Mannequins displayed in a formalwear store or department should have conservative and elegant poses, and should most likely be sleek and artistic in design, while those in a sports category can be partial forms or full body mannequins in active poses. Female, sporty mannequins need short hair or ponytails, and the body forms should appear fit and muscular.
Just because a mannequin is used, does not always mean that it will be cheap regardless of where you purchase it from. Similar to buying automobiles, some mannequin brands hold their value because of their superior craftsmanship, design and established brand name. Just as a used Rolls Royce or Mercedes will cost more than a brand new Toyota, there are some brands of mannequins that are expensive even though they are used.
A brand name mannequin with realistic features can cost between $750-$1300 new. If a used one is 50% off, it will still cost more than brand new no-name mannequins imported from Asia which retail between $250-$400. Brand name mannequins cost more because they are actually fiberglass sculptures of real life humans and many of the steps involved in creating them are done by hand.
Sculptors usually begin with a metal skeleton, bend it into a pose and build it up with clay. The clay figure is then cast as a mold to hundreds of identical fiberglass mannequins. The mannequin is passed through the hands of at least a dozen artisans, from sculptors to sanders to painters and this level of detail is why high end mannequins look so lifelike and their solid construction makes them more durable.
Less expensive knock offs, made in Asia are made by machines and resemble life-size dolls. Instead of looking fluid they have stiffer looking poses. They tend to break more easily if they fall and many of their joint fittings are made out of plastic instead of metal like the more expensive brands. Sometimes they do not hold up well under the hot sun if they are in a store window. These are best used for online vendors or people who use a mannequin occasionally.
If you are looking to buy a Rolls Royce or Mercedes caliber mannequin on the used market, here are some brand names to look for: Adel Rootstein, Patina V, New John Nissan, Hindsgaul, Ralph Pucci, Greneker and Goldsmith. Usually – but not always – mannequins produced by these companies will have their company name stamped somewhere on the mannequin bottom of the foot, or on the butt or back, even on the head.
There are a few other factors that can drive up the price of a used mannequin.
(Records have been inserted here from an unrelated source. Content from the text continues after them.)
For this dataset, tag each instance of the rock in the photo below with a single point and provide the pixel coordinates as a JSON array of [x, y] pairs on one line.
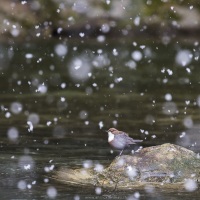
[[166, 165]]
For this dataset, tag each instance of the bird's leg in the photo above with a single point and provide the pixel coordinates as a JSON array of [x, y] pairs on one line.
[[121, 152]]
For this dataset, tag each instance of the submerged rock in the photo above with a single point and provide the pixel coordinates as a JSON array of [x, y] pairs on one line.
[[166, 165]]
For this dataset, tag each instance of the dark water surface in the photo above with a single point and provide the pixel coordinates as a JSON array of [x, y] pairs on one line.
[[58, 98]]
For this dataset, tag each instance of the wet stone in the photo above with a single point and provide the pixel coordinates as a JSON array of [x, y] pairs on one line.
[[166, 165]]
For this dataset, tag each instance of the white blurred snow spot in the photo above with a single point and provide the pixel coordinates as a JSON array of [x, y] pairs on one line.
[[51, 192], [190, 185]]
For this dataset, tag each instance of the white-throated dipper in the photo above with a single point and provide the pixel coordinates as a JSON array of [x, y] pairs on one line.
[[120, 140]]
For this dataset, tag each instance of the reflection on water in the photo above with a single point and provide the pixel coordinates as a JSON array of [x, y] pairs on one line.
[[57, 100]]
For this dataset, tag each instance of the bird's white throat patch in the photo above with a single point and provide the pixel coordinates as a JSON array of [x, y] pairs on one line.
[[110, 136]]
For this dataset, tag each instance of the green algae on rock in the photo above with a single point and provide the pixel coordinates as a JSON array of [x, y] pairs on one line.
[[166, 165]]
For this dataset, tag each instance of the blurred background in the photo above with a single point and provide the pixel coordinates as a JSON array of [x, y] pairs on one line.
[[69, 70]]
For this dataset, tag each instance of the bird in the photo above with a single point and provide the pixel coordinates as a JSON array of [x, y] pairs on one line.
[[119, 139]]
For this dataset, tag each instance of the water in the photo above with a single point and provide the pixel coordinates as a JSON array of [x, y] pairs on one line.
[[58, 98]]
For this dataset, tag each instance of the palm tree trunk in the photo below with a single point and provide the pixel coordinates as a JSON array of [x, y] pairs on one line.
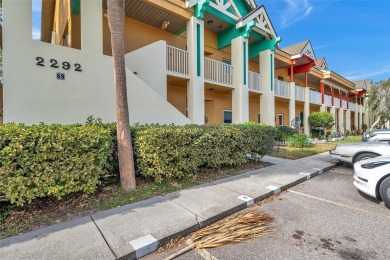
[[116, 9], [375, 123]]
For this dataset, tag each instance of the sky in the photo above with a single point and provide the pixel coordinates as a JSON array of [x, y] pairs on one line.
[[352, 35]]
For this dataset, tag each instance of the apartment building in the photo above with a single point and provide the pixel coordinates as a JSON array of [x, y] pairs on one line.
[[201, 62]]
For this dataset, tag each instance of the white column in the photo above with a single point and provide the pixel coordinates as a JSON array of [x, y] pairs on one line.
[[348, 120], [195, 85], [267, 99], [91, 26], [356, 115], [341, 120], [240, 95], [291, 104], [333, 112], [306, 111]]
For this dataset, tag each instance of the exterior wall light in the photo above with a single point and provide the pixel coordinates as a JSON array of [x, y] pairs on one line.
[[164, 25]]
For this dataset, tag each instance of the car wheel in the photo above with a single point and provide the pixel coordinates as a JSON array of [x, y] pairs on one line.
[[384, 191], [364, 156]]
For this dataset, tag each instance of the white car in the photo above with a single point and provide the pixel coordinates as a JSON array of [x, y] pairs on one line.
[[372, 176], [354, 152]]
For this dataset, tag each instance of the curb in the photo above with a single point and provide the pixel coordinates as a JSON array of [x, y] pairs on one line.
[[209, 221]]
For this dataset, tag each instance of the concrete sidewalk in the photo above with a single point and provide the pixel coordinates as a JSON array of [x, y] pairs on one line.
[[137, 229]]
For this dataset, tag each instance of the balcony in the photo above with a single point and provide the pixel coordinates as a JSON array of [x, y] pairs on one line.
[[177, 61], [315, 97], [336, 102], [328, 100], [352, 106], [344, 104], [218, 72], [254, 81], [281, 89], [299, 93]]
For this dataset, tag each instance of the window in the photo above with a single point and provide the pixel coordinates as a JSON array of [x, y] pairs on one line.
[[227, 116], [280, 119], [226, 70]]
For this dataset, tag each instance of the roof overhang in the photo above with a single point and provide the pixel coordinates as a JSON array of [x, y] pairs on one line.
[[307, 52], [334, 78]]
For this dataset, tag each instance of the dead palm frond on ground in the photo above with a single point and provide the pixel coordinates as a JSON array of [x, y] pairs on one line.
[[238, 228]]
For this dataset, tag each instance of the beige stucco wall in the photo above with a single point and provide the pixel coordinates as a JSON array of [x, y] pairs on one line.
[[33, 94], [254, 107], [281, 107]]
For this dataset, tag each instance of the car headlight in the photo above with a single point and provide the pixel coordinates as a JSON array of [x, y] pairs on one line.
[[374, 164]]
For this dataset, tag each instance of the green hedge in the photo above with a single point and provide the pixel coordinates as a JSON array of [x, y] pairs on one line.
[[40, 160], [56, 160]]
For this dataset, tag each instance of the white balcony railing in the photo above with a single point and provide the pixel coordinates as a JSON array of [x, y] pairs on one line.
[[218, 72], [315, 97], [299, 93], [328, 100], [281, 88], [337, 102], [177, 60], [344, 104], [254, 81], [351, 106]]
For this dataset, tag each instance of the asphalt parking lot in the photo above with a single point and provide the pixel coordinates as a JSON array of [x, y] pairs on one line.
[[323, 218]]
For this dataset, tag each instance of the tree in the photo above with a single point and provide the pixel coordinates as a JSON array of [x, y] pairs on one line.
[[116, 16], [378, 102]]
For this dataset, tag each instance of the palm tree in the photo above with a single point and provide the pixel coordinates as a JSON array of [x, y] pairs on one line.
[[378, 102], [116, 13]]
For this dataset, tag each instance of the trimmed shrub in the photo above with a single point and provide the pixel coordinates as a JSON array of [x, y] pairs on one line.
[[299, 140], [259, 139], [56, 160], [284, 132]]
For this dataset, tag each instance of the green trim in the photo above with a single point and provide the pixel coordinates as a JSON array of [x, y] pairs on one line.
[[242, 8], [225, 38], [221, 16], [181, 30], [198, 61], [263, 45], [75, 7], [200, 8], [271, 57], [245, 72]]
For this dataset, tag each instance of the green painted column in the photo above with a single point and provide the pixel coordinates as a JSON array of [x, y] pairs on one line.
[[240, 95], [348, 120], [195, 85], [306, 111], [341, 120], [267, 99], [291, 104]]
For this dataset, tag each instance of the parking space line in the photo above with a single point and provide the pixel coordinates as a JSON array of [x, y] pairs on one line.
[[345, 173], [339, 204]]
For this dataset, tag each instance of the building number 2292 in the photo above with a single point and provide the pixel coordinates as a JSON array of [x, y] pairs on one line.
[[54, 64]]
Since the majority of mannequins in retail stores are in a standing position, a mannequin that is in a seated, reclining or athletic pose is highly sought after and the demand outstrips the supply. Also Asian or African-American mannequins as well as plus size mannequins are scarce in general, so a used one in good condition will command top dollar.
A few mannequin manufacturers (Rootstein and Patina V) have produced limited edition mannequins that were fabricated after real-life supermodels or entertainers. When these mannequins are no longer in production it increases the value of used ones. Another mannequin company – Ralph Pucci -commissions well-known artists and designers such as Maira Kalman, Jeffrey Fulvimari and Anna Sui to design a line of mannequins for them. Since these mannequins are popular as art pieces in addition to being a vehicle to display clothing, they can sell close to their original price of $1,100.
If a used mannequin has all its parts, but they are broken or damaged, a skilled mannequin refurbished can bring them back to life. If there isnt a mannequin refurbished in your city, you can find one online and then ship the mannequin part to them. The company that we work will give us a rough estimate of the repair cost when we email them digital photos of the broken part so we can determine whether or not it is worth it.
Typically the first thing that gets damaged on a mannequin is their hands, which is why you so often find used mannequins for sale with missing hands. Even if all the fingers on the hand are broken as long as there is at least a stub attached to the wrist – there is a good chance that the hand can be repaired by the mannequin refurbished. But if there are no hands at all, it is extremely difficult to find a replacement hand online. If you are lucky enough to know the name of the manufacturer of the mannequin, you might be able to purchase a hand from them directly if the mannequin is still in production.
The reason why it is so hard to find replacement hands is because there is not a universal standard in the device that attaches the hands attach to the arms. Some hands have a round fitting, some are square, some have a keyhole shape and each of these shapes come in different sizes.